I'm going to ignore the MDA part of this, because MDA/Hercules is potentially a huge rabbit hole. Long and short of it is Hercules was *never* a "BIOS supported" video standard; the PC BIOS supports *MDA* in text-only mode, there's zero BIOS support for the graphics extensions. Complicating matters further is apparently there were sometimes significant implementation differences in clone Hercules cards, so honestly I'm not comfortable going 100% on the record saying that it's impossible that this person you knew had some bad brand-X semi-compatible Hercules card that was MDA compatible enough to work fine for text but had problems in graphics mode.
I always thought that the only difference between MDA and graphical mode was that in MDA mode the pixels were generated by ROM in graphical mode by RAM. Same for CGA text an graphical mode. But having a look at a BIOS for a XT, I noticed there were differences in the values that have to be written to the 6845 registers for the various modes. I'm not familiar with the 6845 so I have no idea why these differences.
Aaaanyway. On the CGA side of the fence, the main reason you need to reprogram the 6845 when you go from text to graphics mode is because the 6845's main job other than generating video mode sync and timing signals is acting as a video ram address generator, IE, it's the thing that dictates what location in RAM memory is accessed to get the block of pixels that's next in line to get shoved out through the pixel generation hardware as the refresh scan progresses through the screen.
The memory layout is different between the graphics and text modes, so the CRTC has to be reprogrammed to generate the correct progression of memory addresses.
I don't have time to lay it out in complete detail, but the short version is:
A: In (80 column) text mode the CRTC is programmed to count from 0 to 1999 in 80 character blocks of addresses, each of which is repeated 8 times (for the 8 scan lines of each character), and these addresses are fed into pixel generation hardware which fetches 2 consecutive bytes for each character (the glyph code and an attribute) which then dictate the state and color palette used for the next 8 pixels to be shifted out to the monitor.
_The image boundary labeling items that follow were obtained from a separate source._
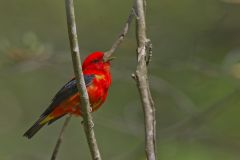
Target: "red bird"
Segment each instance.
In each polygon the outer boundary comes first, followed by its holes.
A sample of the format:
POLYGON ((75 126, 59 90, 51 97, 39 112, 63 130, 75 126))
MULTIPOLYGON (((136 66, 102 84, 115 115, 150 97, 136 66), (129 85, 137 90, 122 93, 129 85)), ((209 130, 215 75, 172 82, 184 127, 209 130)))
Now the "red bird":
MULTIPOLYGON (((103 58, 103 52, 93 52, 83 62, 83 74, 92 111, 97 110, 108 95, 111 85, 110 60, 103 58)), ((45 124, 51 124, 66 114, 81 116, 80 96, 75 78, 67 82, 55 95, 50 106, 36 123, 24 133, 32 138, 45 124)))

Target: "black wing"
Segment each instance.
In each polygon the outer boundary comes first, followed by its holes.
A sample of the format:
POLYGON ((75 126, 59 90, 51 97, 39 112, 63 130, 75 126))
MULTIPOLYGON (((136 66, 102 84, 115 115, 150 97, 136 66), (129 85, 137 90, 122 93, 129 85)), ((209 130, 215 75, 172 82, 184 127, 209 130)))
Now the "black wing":
MULTIPOLYGON (((89 86, 93 81, 94 75, 84 75, 84 80, 86 86, 89 86)), ((46 115, 50 114, 56 106, 58 106, 62 101, 65 99, 71 97, 72 95, 76 94, 78 92, 77 89, 77 80, 76 78, 73 78, 69 82, 67 82, 54 96, 52 99, 51 105, 43 112, 41 117, 45 117, 46 115)))

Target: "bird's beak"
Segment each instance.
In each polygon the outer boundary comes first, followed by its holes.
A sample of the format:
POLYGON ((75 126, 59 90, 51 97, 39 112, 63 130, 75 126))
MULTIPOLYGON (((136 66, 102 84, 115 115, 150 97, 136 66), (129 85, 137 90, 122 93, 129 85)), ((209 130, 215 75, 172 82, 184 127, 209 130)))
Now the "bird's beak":
POLYGON ((110 62, 110 61, 114 60, 115 58, 116 57, 112 57, 112 56, 106 57, 106 58, 104 58, 104 62, 110 62))

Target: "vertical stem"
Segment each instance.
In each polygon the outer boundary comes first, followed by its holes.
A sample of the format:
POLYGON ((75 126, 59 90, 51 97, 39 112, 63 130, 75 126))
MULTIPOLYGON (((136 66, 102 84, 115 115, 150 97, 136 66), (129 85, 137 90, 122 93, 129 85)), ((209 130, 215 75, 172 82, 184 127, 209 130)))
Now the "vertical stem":
POLYGON ((146 21, 145 21, 146 1, 136 0, 136 37, 137 37, 137 69, 134 78, 137 82, 140 93, 144 120, 145 120, 145 151, 148 160, 156 160, 155 153, 155 136, 156 136, 156 119, 155 107, 151 96, 148 80, 147 61, 150 53, 148 52, 148 45, 150 40, 146 36, 146 21))
POLYGON ((93 120, 90 114, 91 108, 89 103, 89 97, 86 90, 86 85, 82 72, 73 0, 65 0, 65 5, 67 14, 68 35, 72 52, 73 68, 77 80, 77 87, 80 94, 80 106, 83 115, 84 130, 87 137, 88 146, 91 152, 92 159, 101 160, 101 155, 98 149, 97 140, 93 130, 93 120))

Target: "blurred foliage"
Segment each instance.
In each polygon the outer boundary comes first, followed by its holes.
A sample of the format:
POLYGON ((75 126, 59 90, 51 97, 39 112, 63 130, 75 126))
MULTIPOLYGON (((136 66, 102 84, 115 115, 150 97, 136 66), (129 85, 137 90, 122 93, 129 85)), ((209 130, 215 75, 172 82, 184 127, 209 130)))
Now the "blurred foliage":
MULTIPOLYGON (((240 159, 239 1, 148 3, 158 159, 240 159)), ((76 1, 84 56, 109 49, 131 5, 127 0, 76 1)), ((64 2, 1 0, 0 13, 0 159, 49 159, 63 119, 30 141, 22 134, 73 75, 64 2)), ((145 159, 143 113, 130 76, 135 49, 132 26, 115 53, 109 97, 94 113, 104 159, 145 159)), ((90 159, 80 122, 72 119, 59 159, 90 159)))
B: In graphics mode the CRTC is programmed to count from 0 to 3999, in 40 byte blocks. (Why 40 when a 640 pixel B/W screen is 80 bytes wide? Like in text mode the hardware fetches 2 successive bytes for each address.) Each one of these blocks of addresses is repeated *twice*, and for every other line the hardware adds an 8192 byte offset to the address; this is why CGA graphics modes have a 2:1 logical interlace; there aren't enough address lines wired between the CRTC and the video RAM memory for it to create a completely linear framebuffer so one of the character row lines is used as the highest bit.
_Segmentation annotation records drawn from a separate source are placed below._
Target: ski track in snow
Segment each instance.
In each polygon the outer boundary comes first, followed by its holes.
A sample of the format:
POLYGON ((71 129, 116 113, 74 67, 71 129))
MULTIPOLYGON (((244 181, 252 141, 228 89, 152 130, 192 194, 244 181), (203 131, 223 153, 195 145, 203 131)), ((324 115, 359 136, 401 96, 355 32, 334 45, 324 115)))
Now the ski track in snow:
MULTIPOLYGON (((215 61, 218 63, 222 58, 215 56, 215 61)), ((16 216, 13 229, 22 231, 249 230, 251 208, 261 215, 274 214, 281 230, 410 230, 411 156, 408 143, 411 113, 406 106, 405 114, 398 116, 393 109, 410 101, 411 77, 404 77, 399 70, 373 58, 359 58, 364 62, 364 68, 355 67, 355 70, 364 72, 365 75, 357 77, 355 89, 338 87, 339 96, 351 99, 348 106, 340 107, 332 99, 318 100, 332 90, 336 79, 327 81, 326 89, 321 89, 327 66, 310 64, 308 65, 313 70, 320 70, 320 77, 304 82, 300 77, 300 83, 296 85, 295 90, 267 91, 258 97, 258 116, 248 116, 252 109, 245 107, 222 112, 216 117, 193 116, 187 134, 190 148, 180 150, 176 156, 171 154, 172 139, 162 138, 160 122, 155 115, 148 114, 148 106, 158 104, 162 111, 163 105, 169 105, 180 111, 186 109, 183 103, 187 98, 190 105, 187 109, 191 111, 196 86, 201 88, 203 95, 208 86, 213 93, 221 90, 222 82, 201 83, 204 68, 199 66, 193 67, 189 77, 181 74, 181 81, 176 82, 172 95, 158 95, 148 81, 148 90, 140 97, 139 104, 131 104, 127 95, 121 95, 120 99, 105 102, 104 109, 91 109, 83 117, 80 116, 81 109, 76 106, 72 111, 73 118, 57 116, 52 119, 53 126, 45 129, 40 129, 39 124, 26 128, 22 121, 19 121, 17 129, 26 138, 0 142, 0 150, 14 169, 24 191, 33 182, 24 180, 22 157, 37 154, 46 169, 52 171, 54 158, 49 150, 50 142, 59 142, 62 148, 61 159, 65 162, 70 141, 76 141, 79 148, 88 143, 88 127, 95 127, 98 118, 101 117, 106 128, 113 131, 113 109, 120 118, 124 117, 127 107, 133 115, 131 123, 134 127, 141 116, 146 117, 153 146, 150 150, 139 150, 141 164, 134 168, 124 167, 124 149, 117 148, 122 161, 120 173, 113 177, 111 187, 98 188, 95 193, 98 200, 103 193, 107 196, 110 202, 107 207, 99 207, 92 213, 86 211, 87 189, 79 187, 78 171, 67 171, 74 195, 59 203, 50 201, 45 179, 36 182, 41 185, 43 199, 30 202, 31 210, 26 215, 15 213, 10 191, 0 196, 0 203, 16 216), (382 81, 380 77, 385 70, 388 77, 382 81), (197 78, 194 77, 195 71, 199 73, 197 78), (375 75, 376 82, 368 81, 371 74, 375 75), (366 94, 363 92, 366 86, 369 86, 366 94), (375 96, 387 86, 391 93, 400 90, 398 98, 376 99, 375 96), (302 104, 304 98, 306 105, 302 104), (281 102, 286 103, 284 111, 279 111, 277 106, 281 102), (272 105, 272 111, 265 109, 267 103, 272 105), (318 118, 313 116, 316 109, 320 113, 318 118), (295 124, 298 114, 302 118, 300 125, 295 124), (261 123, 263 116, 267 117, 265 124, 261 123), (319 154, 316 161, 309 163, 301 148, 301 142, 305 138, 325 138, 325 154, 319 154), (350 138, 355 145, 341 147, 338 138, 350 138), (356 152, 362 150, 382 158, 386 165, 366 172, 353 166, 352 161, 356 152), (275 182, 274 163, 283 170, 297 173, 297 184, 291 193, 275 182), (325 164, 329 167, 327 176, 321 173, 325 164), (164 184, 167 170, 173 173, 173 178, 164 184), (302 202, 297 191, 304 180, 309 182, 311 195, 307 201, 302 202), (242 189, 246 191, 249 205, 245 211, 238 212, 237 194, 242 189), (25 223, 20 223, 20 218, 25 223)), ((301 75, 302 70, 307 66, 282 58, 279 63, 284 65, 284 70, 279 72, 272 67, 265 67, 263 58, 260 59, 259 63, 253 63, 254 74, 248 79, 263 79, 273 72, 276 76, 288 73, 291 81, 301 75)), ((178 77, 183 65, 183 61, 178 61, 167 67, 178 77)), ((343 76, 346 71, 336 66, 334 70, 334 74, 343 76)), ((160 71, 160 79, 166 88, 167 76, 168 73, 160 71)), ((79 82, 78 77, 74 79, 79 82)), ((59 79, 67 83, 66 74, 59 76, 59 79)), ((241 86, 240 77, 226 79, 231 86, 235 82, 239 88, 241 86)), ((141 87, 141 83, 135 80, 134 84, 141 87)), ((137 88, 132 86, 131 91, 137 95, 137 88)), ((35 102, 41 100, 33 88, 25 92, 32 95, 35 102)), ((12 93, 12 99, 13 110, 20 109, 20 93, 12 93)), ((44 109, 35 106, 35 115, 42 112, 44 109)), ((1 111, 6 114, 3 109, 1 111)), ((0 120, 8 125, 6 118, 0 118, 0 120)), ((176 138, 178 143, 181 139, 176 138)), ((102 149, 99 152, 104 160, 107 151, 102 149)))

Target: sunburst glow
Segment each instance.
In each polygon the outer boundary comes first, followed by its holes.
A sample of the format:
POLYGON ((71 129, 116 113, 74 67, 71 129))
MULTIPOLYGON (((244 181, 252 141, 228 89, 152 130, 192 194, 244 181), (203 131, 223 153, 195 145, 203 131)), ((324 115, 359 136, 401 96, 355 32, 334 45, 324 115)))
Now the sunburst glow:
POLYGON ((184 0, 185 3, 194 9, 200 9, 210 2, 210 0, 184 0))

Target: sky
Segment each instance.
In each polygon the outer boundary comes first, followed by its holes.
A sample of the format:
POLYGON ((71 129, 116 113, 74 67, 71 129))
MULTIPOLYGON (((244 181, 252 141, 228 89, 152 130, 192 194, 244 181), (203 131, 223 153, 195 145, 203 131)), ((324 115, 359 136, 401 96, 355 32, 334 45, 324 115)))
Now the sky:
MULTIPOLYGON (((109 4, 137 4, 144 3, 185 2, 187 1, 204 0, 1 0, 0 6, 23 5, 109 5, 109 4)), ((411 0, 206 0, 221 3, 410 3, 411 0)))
It would in theory at least have been
possible for IBM to design the system so the graphics and text modes would use the same CRTC settings; the CRTC settings other than character height and total number of characters per screen are already the same between
40 column text mode and graphics; if IBM had opted to make people deal with 8-way interlacing instead of 2-way you'd be able to flip between the 40 column text mode and the two true graphics modes just by flipping the (not part of the CRTC) hardware bit that selects the appropriate pixel output hardware. But that's not what they opted to do.